The expert armor smiths at Darksword Armory have studied a whole range of medieval bascinet helmets to create the Sky Guard Helmet: a quintessential helmet to compliment any high-medieval re-enactment impression or LARP warrior outfit. Its construction and design made it a rugged and versatile inclusion in your armory.
It is made from mild steel – although it is not guaranteed for full-contact combat, it has been designed to take some knocks in stage combat and re-enactment use. It is fully hand-finished throughout, with hand-riveted construction. The interior is leather-lined and features a unique suspension system so that it fits snugly and comfortably all day, and it has a handy chin-strap. The Sky Guard has a detachable visor – it is kept secure in place with attractive chained pins, and also features a locking bar that keeps the visor firmly shut when down. The visor has twelve symmetrical holes drilled into each side of the visor in order to provide better airflow to the wearer, another period-accurate details as well as a very useful addition! It is finished in a lovely satin matte, so bear that in mind when choosing other pieces of our armor to match.
In all, the Sky Guard Helmet is a brilliant piece of armor that has a distinctly fantasy-vibe, but is historically accurate enough to pass muster for even the most stringent re-enactment. It would make for a fantastic guard’s helm, or the helmet of a brave cavalier, as well as a faithful portrayal of a 14th-century continental knight.
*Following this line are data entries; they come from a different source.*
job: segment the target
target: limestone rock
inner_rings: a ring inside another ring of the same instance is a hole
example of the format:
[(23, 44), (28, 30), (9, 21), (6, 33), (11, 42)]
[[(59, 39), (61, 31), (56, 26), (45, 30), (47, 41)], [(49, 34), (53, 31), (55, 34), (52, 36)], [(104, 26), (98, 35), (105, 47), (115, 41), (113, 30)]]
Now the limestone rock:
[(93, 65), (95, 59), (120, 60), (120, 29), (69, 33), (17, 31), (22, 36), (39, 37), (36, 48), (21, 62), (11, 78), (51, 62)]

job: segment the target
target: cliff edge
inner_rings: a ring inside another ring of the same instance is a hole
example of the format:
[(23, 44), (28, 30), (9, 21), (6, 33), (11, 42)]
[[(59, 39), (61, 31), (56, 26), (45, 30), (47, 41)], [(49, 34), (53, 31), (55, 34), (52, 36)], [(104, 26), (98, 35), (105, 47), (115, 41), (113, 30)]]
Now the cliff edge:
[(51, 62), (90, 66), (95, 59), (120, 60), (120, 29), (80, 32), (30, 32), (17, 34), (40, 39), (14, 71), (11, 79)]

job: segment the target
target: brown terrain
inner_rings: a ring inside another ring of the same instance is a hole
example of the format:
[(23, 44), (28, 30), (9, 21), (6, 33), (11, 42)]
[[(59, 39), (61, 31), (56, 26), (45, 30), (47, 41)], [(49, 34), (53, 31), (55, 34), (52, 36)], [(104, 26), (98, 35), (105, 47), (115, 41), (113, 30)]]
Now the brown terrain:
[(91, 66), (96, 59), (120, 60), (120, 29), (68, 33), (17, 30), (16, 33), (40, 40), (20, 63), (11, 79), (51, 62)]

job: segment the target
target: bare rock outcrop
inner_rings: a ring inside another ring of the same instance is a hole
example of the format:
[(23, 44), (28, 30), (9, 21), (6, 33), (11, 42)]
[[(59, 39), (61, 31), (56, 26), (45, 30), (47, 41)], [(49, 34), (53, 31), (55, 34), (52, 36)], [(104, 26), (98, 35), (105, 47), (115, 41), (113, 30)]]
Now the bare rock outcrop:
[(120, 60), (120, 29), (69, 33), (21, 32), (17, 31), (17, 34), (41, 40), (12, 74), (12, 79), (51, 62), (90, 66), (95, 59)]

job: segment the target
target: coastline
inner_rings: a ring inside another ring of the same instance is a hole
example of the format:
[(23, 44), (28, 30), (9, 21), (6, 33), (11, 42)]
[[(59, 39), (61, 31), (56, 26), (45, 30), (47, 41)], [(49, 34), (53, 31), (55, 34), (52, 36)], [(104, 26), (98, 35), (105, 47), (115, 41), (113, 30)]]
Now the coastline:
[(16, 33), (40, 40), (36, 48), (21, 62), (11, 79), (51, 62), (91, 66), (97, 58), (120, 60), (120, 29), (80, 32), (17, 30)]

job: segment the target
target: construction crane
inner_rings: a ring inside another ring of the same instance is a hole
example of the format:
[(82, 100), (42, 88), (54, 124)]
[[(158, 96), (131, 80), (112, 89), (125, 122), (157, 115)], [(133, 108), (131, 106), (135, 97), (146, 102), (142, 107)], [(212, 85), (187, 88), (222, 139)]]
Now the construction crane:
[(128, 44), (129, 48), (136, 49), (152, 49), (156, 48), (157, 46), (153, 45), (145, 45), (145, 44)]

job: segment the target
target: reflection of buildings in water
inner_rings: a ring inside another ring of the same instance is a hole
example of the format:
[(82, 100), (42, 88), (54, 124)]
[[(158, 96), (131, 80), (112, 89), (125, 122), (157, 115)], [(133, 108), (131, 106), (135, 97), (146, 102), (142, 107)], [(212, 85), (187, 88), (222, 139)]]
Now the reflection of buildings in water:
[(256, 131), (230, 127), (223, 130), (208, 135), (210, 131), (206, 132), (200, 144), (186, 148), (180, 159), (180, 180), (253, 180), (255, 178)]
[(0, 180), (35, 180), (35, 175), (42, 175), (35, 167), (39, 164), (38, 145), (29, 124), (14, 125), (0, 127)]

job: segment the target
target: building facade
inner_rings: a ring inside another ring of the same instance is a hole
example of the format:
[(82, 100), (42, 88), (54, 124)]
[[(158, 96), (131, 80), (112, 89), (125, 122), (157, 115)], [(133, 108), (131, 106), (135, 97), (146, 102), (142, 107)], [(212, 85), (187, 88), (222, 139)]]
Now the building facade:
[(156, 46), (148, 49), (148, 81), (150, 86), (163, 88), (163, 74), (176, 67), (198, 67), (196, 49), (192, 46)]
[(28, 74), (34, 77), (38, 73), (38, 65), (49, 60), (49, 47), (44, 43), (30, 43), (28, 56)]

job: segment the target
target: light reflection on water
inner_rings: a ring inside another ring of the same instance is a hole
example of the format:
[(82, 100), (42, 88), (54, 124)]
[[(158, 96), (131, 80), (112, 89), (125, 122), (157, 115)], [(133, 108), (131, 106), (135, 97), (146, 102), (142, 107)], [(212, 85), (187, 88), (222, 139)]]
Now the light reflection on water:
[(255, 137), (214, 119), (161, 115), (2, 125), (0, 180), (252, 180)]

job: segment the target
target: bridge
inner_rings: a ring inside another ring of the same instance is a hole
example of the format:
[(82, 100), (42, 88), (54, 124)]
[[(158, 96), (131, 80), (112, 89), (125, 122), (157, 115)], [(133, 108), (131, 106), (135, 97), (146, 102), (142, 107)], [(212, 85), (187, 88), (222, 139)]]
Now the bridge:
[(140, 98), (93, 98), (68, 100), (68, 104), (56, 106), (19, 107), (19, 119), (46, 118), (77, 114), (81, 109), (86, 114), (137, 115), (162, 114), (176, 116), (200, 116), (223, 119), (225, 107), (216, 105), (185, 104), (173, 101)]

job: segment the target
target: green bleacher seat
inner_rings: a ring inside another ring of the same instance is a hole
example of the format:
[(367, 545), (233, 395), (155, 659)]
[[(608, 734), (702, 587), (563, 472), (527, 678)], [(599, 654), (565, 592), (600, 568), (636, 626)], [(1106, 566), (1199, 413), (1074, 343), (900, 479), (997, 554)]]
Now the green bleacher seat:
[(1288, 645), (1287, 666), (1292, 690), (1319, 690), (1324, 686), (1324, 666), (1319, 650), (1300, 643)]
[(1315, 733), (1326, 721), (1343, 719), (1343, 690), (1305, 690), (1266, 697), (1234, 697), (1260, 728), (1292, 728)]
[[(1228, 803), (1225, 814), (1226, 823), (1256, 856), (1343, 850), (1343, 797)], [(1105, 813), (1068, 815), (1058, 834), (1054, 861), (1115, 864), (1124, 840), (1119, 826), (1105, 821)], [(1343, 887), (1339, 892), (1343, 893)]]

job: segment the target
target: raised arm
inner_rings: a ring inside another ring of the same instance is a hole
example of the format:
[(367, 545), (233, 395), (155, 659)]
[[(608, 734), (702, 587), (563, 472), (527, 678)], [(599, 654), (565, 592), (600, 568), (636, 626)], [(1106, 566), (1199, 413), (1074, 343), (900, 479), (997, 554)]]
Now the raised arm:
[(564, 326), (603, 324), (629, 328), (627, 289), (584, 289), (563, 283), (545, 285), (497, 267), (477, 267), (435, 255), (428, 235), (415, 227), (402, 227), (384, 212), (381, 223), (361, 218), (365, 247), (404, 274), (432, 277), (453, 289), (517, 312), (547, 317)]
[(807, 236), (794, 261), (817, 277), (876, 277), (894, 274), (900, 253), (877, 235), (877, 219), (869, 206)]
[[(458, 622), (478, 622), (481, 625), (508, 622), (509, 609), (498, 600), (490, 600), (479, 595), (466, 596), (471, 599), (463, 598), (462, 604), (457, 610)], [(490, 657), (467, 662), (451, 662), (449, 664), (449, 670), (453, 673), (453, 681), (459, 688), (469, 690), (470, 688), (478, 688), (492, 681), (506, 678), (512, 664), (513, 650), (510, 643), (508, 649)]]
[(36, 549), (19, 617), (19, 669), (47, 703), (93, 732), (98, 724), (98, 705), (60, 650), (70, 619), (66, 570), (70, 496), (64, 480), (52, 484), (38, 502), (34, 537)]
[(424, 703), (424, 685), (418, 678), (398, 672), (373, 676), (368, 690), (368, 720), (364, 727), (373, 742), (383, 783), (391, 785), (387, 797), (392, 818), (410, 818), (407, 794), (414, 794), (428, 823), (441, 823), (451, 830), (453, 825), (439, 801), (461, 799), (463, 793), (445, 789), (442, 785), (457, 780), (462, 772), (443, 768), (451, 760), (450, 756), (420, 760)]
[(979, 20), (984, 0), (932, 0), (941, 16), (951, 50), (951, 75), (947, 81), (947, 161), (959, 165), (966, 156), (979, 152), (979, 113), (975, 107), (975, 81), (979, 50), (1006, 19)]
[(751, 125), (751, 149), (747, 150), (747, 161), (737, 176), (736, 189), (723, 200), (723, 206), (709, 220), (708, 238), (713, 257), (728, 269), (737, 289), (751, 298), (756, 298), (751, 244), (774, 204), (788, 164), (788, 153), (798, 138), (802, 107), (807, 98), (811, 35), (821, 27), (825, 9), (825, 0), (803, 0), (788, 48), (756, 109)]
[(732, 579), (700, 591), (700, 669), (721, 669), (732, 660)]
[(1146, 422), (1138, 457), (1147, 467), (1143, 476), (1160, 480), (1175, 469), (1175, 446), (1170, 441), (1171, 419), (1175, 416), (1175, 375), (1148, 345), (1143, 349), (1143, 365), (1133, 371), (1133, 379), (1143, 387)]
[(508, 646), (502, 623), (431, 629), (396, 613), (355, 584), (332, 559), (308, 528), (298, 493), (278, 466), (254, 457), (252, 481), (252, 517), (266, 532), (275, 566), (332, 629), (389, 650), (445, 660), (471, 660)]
(History) A Brief and Brisk Biography of the Bascinet
Keeping your brains in was an eternal preoccupation for knights and soldiers in the medieval period. Helmets made from metal had always been a form of ‘plate’ armor, beaten from one or several plates of bronze, iron and later steel, riveted or welded together. But with the emergence of plate armor in the 14th-century in response to the paucity of chainmail due to the powerful crushing and piercing weapons of the high-medieval period, helms underwent rapid transformation and diversification. The bascinet arrived early and stayed late: early types are visible in the 13th-century, and they didn’t properly drop out of fashion until well into the 1400s CE. It is typified by a high peak or ridge to deflect downward blows, and the all-round covering it gives to the sides and back of the head. It evolved from the cervelliere, a kind of simple close-fitting metal skullcap.
It’s important to realise that medieval head protection often involved many different layers: a 12th-century knight outfitted for battle might be wearing an arming cap, a cervelliere, a mail coif, and a great helm on top. Whilst this does explain why medieval knights often look like bobble-heads in medieval devotional art, it was often very heavy, hot and uncomfortable – better solutions than simply piling on more layers were clearly needed. The suddenness of the appearance of the bascinet in the historical record has led historians and arms expects to theorise that it was the child of the flourishing exchange between the Christian and Muslim worlds, partly or wholly influenced by the Islamic styles of helmet popular in the Middle East which would have been regularly experienced by Franci in the Crusader States.
The bascinet continued to be worn under the great helm, but it began to appear as a standalone visored helmet from around the 1330s CE – this is roughly when one might expect to see the kind of bascinet as our Sky Guard.